Happy New Year! I find myself, as I do every year at this time, preparing my forecast for the year for a round of presentations over the next few months to various professional and real estate organizations. Here are the highlights:

  • The general outlook is good. I believe that we are “over the hump” in terms of transitioning from an economy in recession, to recovery and now entering the prosperity part of the cycle. It may not yet feel that way to everyone, but at least in the real estate sector the recovery is dynamic, a fact reflected in our own working portfolio which is substantially filled with new projects.
  • It is the construction sector which has held back the recovery. As it recovers the economy will be back in full swing.
  • Demand is up in virtually all sectors, although in the commercial sector, in particular, it has been timid.
  • However, supply is behind in most sectors, particularly in residential.
  • The strongest sector continues to be residential rental, and that has played out with higher rents, low vacancies, stable and low capitalization rates (and fewer investment sales as sellers hold back), and continued institutional and other capital investment in bringing previously distressed single family homes into the rental pool.
  • Capital is available from many sources for real estate from both debt and equity. However, available debt capital is contingent on thorough due diligence.
  • Interest rates will rise, but moderately this year. I don’t think we will see significant interest rate increases until 2015.
  • Demographics matters:  stay focused in particular on Gen Y, still mostly in their 20’s, but now maturing. Their housing, business and lifestyle choices will play a big part on the demand side.
  • Technology has gained a stronger foothold across the board. The main global challenge is that computers, which used to supplement human activity, have now been replacing humans, an impact which has served to sustain high unemployment and especially underemployment. This is the key tension in the economy that will be with us for many years.
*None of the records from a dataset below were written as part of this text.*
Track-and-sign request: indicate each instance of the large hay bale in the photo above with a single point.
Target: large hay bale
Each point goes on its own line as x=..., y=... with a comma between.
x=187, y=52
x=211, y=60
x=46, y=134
  • Technology has obviously changed the face of retailing, where “bricks and mortar” retailing continues to be challenged as it re-positions against the cyber retailing attack. Look for changes that are more profound in the next five years than in the previous 15!
  • The office market is recovering, but it is sluggish. The compression of office space needs, also a result of technology, is greatly impacting the occupancy and the eventual delivery of office space.
  • The hotel market is recovering at a pace that is even surprising its own professionals. There are good rates, high occupancy and a considerable number of new projects.
  • For-sale residential pricing is nearing the peak achieved in 2006. Some high end markets have already  fully recovered. Expect new pricing peaks later this year.
  • The emphasis on recovering older inventory continues as a focused business in the real estate sector, in some communities this is more important than new construction. The means respositioning, rehabilitation and repurposing.